Carla Gómez

Personal information
- Full name: Carla Gómez Torres
- Date of birth: 28 February 1994 (age 31)
- Place of birth: Terrassa, Spain
- Height: 1.57 m (5 ft 2 in)
- Position: Midfielder

Team information
- Current team: Ultimate Móstoles
- Number: 8

Youth career
- 2009–2010: Espanyol
- 2010–2012: Barcelona

Senior career*
- Years: Team / Apps / (Gls)
- 2012–2015: CE Sant Gabriel / 78 / (18)
- 2015–2016: UD Granadilla Tenerife / 30 / (4)
- 2016–2017: Zaragoza / 29 / (2)
- 2017–2020: Santa Teresa / 36 / (1)
- 2020–2021: Real Unión de Tenerife / 24 / (5)
- 2021–2022: Real Oviedo / 30 / (1)
- 2022–2023: Racing de Santander / 26 / (4)
- 2023–2024: Al-Riyadh / 14 / (2)

= Carla Gómez =

Spanish footballer

Carla Gómez Torres (born 28 February 1994) is a Spanish professional footballer who plays as a midfielder for Ultimate Móstoles in the Queens League.

==Career==
Carla Gómez developed in the youth teams of RCD Espanyol and FC Barcelona. Between 2012 and 2015, she played for CE Sant Gabriel, where she played in the Primera División and scored 14 goals in the 2014–15 season where she finished top 7 in the top scorers. In the summer of 2015, she signed with Canary Islands based team UD Granadilla Tenerife., where she stayed for only one season. The following year she joined Zaragoza. From 2017 to 2020 she played for Santa Teresa, In June 2018, she extended her contract with the club for few more seasons. in the 2020–21 season, she played for Real Unión de Tenerife. On 4 June 2021, Tenerife announced the departure of Gómez from the team. In the following two years, she has played for Real Oviedo and Racing de Santander.

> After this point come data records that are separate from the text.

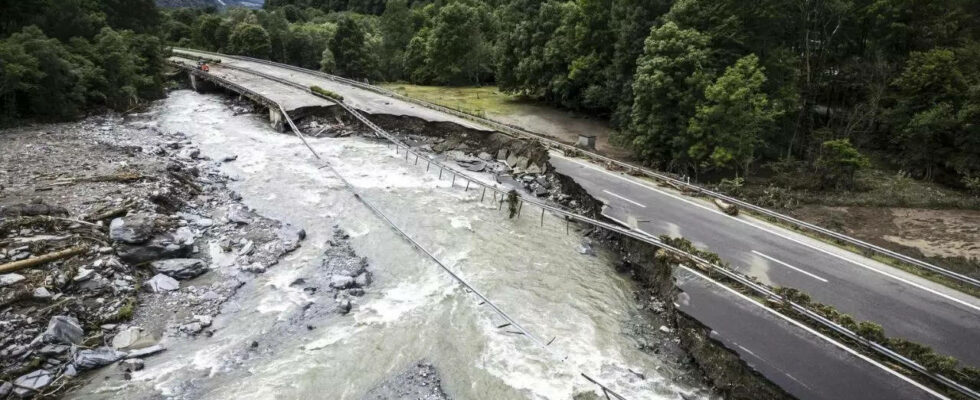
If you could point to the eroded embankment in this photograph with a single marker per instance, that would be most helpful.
(720, 366)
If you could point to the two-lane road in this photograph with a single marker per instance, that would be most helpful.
(904, 304)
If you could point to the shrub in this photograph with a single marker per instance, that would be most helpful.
(326, 93)
(838, 162)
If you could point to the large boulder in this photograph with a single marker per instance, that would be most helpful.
(10, 279)
(161, 283)
(63, 329)
(34, 381)
(132, 338)
(160, 246)
(341, 281)
(146, 351)
(180, 268)
(100, 357)
(134, 229)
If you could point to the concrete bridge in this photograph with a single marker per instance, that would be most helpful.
(296, 102)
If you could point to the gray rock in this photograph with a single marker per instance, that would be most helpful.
(180, 268)
(135, 229)
(239, 216)
(344, 306)
(477, 166)
(35, 380)
(161, 283)
(130, 338)
(95, 282)
(10, 279)
(255, 268)
(196, 220)
(341, 281)
(131, 365)
(53, 350)
(63, 329)
(102, 356)
(205, 320)
(83, 275)
(161, 246)
(184, 236)
(291, 237)
(362, 280)
(148, 351)
(192, 328)
(502, 154)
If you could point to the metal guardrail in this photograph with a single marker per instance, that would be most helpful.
(701, 263)
(551, 143)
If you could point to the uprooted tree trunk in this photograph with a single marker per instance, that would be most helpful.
(46, 258)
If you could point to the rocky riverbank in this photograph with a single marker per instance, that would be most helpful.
(659, 328)
(114, 234)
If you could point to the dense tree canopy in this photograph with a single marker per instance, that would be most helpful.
(59, 58)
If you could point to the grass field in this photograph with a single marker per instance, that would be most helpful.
(479, 100)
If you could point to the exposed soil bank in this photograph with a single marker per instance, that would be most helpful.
(946, 237)
(721, 366)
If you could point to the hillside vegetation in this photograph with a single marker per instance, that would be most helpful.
(708, 88)
(59, 58)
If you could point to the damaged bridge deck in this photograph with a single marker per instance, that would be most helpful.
(296, 102)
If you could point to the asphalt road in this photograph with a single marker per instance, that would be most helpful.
(905, 305)
(803, 362)
(799, 360)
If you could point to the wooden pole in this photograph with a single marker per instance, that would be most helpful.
(35, 261)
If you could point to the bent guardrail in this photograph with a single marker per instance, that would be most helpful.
(551, 143)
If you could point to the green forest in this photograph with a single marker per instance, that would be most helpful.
(708, 88)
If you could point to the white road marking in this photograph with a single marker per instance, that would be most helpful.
(750, 352)
(622, 198)
(820, 335)
(790, 266)
(860, 264)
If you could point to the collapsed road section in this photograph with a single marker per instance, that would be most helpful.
(793, 377)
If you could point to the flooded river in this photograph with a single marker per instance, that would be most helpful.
(413, 310)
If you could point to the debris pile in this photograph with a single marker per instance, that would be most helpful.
(106, 228)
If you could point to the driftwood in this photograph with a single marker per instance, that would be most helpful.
(120, 177)
(35, 261)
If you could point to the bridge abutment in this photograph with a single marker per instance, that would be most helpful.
(200, 85)
(276, 120)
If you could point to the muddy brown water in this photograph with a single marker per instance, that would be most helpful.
(413, 310)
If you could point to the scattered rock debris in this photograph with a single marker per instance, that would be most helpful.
(107, 226)
(419, 382)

In September 2023, Al-Riyadh announced the signing of Gómez for one season. On 4 November 2023, she debuted for the team coming as a substitute in the 65th minute in a 4–0 loss to Al-Hilal. She scored her first goal for the team in the round of 16 of 2023–24 SAFF Women's Cup match against Al-Hmmah.